13. We have also gone through the agreement placed on record entered Between the petitioner-company and one Sh. B.R. Dutta. The Excise and Taxation Commissioner and the Financial Commissioner (Revenue) have quoted the terms and conditions of the agreement in verbatim and had come to a conclusion that the sales effected by the petitioner-company were not export, but they were inter-state sales and liable to be taxed. The Excise and Taxation Commissioner as well as the Financial Commissioner (Revenue) have not taken into consideration the essential ingredients how a sale in the course of export has to be construed. There was no sale by the petitioner-company to Mr. B.R. Dutta. These goods were actually exported to Sikkim, Bhutan and Nepal and the sale was integral part and parcel of the export. The role of Mr. B.R. Dutta was only of an agent and he cannot be termed as a purchaser. He at the most facilitated the process of export since there is no direct access by train to Nepal, Bhutan and Sikkim.

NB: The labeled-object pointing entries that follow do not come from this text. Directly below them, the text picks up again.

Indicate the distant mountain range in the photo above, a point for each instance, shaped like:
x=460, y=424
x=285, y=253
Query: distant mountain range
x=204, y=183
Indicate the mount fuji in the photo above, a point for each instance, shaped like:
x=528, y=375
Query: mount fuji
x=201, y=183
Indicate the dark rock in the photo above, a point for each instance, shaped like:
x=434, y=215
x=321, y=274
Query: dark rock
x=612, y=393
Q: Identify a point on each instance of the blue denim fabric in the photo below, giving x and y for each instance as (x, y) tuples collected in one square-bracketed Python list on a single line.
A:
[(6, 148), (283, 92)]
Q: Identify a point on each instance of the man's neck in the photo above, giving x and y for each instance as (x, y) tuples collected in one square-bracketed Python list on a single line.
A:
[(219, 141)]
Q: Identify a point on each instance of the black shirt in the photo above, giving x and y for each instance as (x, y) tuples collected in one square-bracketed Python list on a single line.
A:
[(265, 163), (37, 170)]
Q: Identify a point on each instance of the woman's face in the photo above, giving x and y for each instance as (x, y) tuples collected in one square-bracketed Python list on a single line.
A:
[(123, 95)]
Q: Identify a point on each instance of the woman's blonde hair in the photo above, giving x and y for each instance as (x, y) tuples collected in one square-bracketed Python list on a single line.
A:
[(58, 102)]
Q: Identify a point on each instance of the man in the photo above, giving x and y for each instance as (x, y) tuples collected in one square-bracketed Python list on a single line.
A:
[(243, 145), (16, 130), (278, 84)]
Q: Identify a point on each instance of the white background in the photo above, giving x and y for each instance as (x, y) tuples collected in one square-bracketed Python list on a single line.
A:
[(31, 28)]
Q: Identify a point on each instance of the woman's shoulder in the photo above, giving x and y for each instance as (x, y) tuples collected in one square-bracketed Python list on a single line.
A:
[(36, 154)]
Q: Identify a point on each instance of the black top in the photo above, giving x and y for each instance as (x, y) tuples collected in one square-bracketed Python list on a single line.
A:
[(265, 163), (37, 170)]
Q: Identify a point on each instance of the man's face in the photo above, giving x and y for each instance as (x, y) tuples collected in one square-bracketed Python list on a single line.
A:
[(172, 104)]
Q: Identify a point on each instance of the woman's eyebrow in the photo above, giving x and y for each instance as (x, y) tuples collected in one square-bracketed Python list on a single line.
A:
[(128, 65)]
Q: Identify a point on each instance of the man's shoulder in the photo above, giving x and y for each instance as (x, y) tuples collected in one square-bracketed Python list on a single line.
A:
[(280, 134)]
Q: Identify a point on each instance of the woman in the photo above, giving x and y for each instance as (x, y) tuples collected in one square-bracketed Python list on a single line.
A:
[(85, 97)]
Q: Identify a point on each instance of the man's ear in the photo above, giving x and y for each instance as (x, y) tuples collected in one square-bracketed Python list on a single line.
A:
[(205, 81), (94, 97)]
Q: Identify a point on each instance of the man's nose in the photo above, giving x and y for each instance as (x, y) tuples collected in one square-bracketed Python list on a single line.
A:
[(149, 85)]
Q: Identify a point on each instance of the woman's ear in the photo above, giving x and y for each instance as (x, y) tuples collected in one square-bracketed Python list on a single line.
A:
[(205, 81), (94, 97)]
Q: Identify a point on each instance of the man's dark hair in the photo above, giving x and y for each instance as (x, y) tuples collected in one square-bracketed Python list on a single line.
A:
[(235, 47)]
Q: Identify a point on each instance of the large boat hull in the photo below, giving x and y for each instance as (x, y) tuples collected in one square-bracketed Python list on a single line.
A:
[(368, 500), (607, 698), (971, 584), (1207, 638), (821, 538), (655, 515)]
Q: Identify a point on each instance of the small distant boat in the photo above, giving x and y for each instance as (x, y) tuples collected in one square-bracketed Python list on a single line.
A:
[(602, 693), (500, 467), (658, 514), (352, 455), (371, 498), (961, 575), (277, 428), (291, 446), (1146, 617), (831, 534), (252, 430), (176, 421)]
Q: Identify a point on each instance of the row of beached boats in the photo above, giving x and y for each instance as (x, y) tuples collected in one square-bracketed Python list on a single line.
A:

14. Now, the Court has to consider whether the forms 'C' were required to be issued by the Canteen Stores Department or not. We are convinced that the forms 'C and not forms 'D' were required to be issued and as a matter of fact the Excise and Taxation Commissioner had permitted the petitioner-company an opportunity to furnish forms 'C'.

The upshot of the above discussion is that:

(i) the company has made exports to Nepal, Bhutan and Sikkim after completing all the codal formalities. There were importer and exporter, who supplied the goods. There was no inter-state sale as has been held in the impugned orders;

(ii) the relationship of the petitioner-company with Mr. B.R. Dutta was of principal and agent and no sale has taken place in the State of West Bengal. The role of Mr. B.R. Dutta was to facilitate/canalize the export;

(iii) the bare perusal of the Annexures as discussed above i.e. Annexures P-13 to P-21 suggest that the export was made by the petitioner-company;

(iv) the findings recorded by the Excise and Taxation Commissioner and upheld by the Financial Commissioner (Revenue) holding that there was inter-state sale are quashed and set aside;

(v) the orders passed by the assessing authority granting exemption to the petitioner are upheld; and

(vi) the sale to Canteen Stores Department is to be regulated on the basis of 'C' form.

15. Consequently, the writ petition is partly allowed as per observations made herein-above. Annexure P-2 dated 15.10.1998 is quashed and set aside to the extent whereby it has been held that the sales were inter-state sales and liable to be taxed. The petitioner-company is held entitled to the exemption for the assessment years 1968-69, 1969-70, 1970-71 and 1971-72. The findings recorded with regard to the supply of forms 'C' as directed by the Excise and Taxation Commissioner to the petitioner-company are upheld. There shall be no order as to costs.